There is already an example of better code serving your purpose, so here are some of the things that should be worked on in your code.
Document your code
Your code currently has no documentation, meaning the caller does not know what to expect when calling your code.
Your rot13
function:
- removes all characters other than ASCII letters and spaces
- converts letters to lower-case
- encodes what's left
This differs from what I would expect, but this is fine: as the author you get to chose the behavior of your function. As the caller, I get to choose to use that function or not. But in order to to that you need to communicate what I should expect from your code.
Python conventions recommend docstrings for this kind of documentation. In your case, it could read something like this:
def rot13(somestrings):
"""
Encode the input string using the ROT13 algorithm.
The input string is stripped of all characters except ASCII letters and
space characters, and ASCII letters are converted to lower case. All other
characters are discarded
Parameters
----------
somestrings : input string
Returns
-------
rot13 encoded string
>>> rot13('abc')
'nop'
>>> rot13('abc nop')
'nop abc'
>>> rot13("FOO123 bar*ù")
'sbb one'
"""
# do stuff
Better naming
In most cases, your variable names are not very descriptive, and sometimes straight-up misleading.
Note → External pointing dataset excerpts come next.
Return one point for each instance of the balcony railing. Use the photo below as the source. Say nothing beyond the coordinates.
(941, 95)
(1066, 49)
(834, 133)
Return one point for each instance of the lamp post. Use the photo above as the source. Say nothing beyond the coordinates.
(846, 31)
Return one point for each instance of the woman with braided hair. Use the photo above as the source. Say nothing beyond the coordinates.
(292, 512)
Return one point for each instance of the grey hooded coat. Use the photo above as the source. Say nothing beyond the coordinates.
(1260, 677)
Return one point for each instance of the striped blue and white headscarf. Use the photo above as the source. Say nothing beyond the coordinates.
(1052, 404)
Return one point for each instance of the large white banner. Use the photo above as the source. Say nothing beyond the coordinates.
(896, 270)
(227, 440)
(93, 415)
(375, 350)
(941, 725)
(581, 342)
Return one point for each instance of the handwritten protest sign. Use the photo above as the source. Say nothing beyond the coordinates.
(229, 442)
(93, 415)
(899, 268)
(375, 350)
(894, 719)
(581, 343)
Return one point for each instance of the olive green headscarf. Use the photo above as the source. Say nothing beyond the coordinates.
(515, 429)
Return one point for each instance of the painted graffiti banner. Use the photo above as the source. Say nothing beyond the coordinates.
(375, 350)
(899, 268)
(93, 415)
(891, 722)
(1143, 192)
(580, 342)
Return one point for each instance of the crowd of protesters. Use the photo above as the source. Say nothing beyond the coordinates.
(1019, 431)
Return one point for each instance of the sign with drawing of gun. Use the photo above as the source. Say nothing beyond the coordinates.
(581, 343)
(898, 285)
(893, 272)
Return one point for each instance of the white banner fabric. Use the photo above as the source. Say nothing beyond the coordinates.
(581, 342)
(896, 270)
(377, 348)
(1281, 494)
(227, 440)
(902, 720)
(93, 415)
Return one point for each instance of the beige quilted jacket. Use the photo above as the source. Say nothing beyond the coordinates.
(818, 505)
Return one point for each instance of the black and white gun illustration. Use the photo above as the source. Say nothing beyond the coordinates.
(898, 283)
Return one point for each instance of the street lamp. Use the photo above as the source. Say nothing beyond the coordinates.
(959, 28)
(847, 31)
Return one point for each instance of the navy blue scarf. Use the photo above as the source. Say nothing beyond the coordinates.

For example, the input parameter for rot13
is called somestrings
, which I would expect to be a collection of strings. However, rot13(['foo', 'bar'])
raises an error.
Logic issues
It looks to me like both your rot13
and encrypt
do the same thing:
- split the input string
- encode all of the string pieces
- join the pieces together
There is no need to do this twice.
Magic numbers
You use unnamed constants, aka magic numbers, in your code. This can make it hard to read and follow along. In your case, that number is half the length of the English alphabet, and the issue is made worse as it is split into 1 + 12
in your encrypt
function.
Iterate on content, not on indices
In Python, it is better practice on iterate on the content of an iterable rather than on indices. It usually makes the code cleaner and faster:
for letter in message:
# do stuff with letter
# don't do this unless you can't help it:
for i in range(len(message)):
# do stuff with message[i]
Use built-in function
The whole inner for
loop in encrypt
can be replaced by:
string.ascii_lowercase.index(letter)
Which is shorter, more readable, less error-prone, and most likely faster (or definitely faster in your case, as your inner loop doesn't exit early when a match is found).